Et bien, il y a quelques années, Thomas MATHIEU s’est posé la question. Pour y répondre, il a lancé sur internet le Projet crocodiles. Sa vocation : collecter des témoignages dans la perspective de les dessiner. Quelle idée lumineuse il a eu ! Ainsi est née une BD : « Les crocodiles ».
Thomas MATHIEU a pris le parti de représenter les hommes sous les traits de crocodiles. Il souhaite ainsi mettre le doigt sur un problème qu’il juge de société.
Outre des saynètes de la vie quotidienne qui permettent d’illustrer les faits et d’en mesurer les effets sur les individus, en l’occurrence, les femmes, Thomas MATHIEU donne la parole à 4 personnes en postface : Lauren PLUME, Irène ZEILINGER impliquée de longue date dans la lutte contre les violences faites aux femmes, Anne-Charlotte HUSSON et enfin le collectif Stop harcèlement de rue. Son propos est participatif et mérite, ne serait-ce qu’à ce titre, d’être remarqué !
Cette BD est un véritable outil pédagogique. Objectif de l’auteur atteint !
Il donne effectivement à voir la diversité des situations en prenant le soin d’aborder tant l’intimité privée que l’espace public, et force est de constater qu’elles sont nombreuses. Certaines planches résonnent plus avec nos propres réalités et viennent ainsi nous questionner sur notre degré de jugement. A partir de quand et dans quelles conditions est-ce que je me sens agressée ? Qu’est-ce qui relève de l’acceptable et qu’est-ce qui ne l’est pas ?

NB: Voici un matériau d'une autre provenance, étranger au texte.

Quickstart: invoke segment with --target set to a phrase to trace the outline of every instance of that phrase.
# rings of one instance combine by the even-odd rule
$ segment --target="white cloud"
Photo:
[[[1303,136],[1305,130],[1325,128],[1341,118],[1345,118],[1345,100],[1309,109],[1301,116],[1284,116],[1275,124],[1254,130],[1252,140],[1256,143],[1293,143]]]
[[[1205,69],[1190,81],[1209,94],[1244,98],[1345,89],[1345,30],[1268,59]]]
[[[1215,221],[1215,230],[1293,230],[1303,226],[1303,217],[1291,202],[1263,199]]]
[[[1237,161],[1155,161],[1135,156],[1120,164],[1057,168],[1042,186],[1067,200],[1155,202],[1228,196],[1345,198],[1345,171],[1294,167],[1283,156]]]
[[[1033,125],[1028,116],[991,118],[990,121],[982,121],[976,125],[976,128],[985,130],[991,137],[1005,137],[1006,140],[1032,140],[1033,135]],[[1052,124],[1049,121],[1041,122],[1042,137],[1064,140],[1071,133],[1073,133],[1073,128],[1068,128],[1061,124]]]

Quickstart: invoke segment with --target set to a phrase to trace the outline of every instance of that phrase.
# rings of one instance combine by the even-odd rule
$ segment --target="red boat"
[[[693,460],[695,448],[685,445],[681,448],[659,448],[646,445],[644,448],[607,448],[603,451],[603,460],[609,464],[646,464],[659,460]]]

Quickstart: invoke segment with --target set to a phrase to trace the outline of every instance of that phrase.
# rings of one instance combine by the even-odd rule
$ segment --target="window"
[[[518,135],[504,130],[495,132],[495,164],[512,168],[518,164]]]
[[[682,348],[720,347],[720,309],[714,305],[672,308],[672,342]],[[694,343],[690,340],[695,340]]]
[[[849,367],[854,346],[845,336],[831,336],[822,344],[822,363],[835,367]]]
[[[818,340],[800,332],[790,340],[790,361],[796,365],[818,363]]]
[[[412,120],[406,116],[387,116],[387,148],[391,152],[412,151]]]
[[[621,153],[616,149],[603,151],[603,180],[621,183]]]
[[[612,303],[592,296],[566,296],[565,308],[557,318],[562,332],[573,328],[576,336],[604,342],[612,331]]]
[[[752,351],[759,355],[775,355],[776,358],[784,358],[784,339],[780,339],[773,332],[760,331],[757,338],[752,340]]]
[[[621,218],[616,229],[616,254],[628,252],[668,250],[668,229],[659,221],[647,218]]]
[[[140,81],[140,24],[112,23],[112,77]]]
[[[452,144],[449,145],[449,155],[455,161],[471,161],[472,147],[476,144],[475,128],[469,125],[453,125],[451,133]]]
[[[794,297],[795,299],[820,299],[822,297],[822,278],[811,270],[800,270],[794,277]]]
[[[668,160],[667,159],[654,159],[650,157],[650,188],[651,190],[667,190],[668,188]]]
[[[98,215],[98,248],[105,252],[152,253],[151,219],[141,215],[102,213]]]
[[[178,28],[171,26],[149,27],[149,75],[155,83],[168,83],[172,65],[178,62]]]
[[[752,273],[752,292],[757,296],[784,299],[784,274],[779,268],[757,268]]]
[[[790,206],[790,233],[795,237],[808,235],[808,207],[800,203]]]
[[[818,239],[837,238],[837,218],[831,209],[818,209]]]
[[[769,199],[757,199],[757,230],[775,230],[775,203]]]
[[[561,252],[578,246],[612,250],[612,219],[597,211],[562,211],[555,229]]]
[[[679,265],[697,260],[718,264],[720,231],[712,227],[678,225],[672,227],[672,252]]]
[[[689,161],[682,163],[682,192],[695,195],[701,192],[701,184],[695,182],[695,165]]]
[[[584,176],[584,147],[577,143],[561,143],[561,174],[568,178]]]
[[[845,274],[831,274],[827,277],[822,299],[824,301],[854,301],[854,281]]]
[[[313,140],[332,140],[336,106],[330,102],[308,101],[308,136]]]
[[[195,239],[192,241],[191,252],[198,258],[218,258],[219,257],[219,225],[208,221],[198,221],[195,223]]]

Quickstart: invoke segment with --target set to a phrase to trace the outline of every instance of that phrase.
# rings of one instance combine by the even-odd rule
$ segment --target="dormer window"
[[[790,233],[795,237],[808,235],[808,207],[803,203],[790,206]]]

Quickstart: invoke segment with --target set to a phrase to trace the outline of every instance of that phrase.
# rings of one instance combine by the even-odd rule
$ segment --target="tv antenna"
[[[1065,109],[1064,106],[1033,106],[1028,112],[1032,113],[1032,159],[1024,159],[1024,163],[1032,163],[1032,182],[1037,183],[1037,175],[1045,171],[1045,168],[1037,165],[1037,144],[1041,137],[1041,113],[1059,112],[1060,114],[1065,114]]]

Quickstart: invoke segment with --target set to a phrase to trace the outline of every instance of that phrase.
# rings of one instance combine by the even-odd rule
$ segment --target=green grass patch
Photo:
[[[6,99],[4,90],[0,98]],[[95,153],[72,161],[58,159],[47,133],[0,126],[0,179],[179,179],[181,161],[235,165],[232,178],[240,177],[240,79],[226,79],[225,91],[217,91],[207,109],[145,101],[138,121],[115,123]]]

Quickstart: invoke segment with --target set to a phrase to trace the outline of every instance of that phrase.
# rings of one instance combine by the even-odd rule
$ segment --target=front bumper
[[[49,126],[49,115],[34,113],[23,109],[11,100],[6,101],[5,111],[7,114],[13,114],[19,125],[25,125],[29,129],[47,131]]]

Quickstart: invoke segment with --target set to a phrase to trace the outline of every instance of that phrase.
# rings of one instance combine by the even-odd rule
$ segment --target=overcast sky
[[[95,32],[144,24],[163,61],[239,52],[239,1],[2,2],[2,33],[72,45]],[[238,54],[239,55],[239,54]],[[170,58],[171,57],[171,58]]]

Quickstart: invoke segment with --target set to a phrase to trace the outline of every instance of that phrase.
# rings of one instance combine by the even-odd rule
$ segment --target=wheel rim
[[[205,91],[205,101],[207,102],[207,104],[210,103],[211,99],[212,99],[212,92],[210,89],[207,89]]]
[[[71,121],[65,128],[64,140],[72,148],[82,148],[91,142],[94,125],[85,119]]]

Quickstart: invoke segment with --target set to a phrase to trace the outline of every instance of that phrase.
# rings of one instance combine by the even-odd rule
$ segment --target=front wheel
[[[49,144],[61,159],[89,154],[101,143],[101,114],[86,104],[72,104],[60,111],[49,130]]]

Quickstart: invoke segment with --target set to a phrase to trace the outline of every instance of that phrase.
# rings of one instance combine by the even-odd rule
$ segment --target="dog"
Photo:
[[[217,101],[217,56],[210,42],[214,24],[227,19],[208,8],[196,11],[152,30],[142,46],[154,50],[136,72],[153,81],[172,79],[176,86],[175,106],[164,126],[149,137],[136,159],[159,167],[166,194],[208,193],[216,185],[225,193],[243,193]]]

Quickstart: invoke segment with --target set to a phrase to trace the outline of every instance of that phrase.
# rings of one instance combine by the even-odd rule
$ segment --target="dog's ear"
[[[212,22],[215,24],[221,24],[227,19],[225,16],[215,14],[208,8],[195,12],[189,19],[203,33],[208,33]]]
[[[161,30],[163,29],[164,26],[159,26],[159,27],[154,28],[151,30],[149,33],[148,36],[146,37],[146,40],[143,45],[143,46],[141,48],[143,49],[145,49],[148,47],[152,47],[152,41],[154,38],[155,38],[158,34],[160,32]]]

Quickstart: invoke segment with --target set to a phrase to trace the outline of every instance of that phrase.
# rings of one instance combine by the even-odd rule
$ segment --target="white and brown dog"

Thomas MATHIEU va encore plus loin en offrant un panel de comportements en réponse, élargissant ainsi le champ des possibles. Alors que la pudeur et la honte pourraient pousser certaines femmes à s’isoler et à se taire, l’illustrateur représente des femmes qui s’indignent, se révoltent, mettent des mots sur des faits, des émotions, des sentiments, et s’affirment en tant que femme. Je crois fondamentalement en la prévention et à ce titre, il me semble que cet album soit précieux pour la dimension éducative qu’il revêt. Pour permettre une évolution culturelle de notre société, il y a certainement mille et une manières d’agir mais celle de savoir de quoi on parle me paraît être un préalable.
Avec cet album, Thomas MATHIEU nous offre la possibilité de poursuivre le débat sur un sujet sensible qui demande à être dépassionné.
Bien sûr, le graphisme est en harmonie avec le sujet, le coup de crayon noir est agressif et violent comme le sont les scènes abordées. Pour certains, il peut paraître désagréable, pour moi, il est nécessaire. S’agissant de la couleur accordée exclusivement aux crocodiles, le procédé est audacieux mais contribue largement à la prise de conscience du phénomène. Ne nous voilons pas le face, le sujet est grave et la menace omniprésente.
Je crois toutefois que nous vivons actuellement une formidable étape en matière de féminisme, de celles qui permettent de penser qu’un jour, hommes et femmes seront véritablement égaux.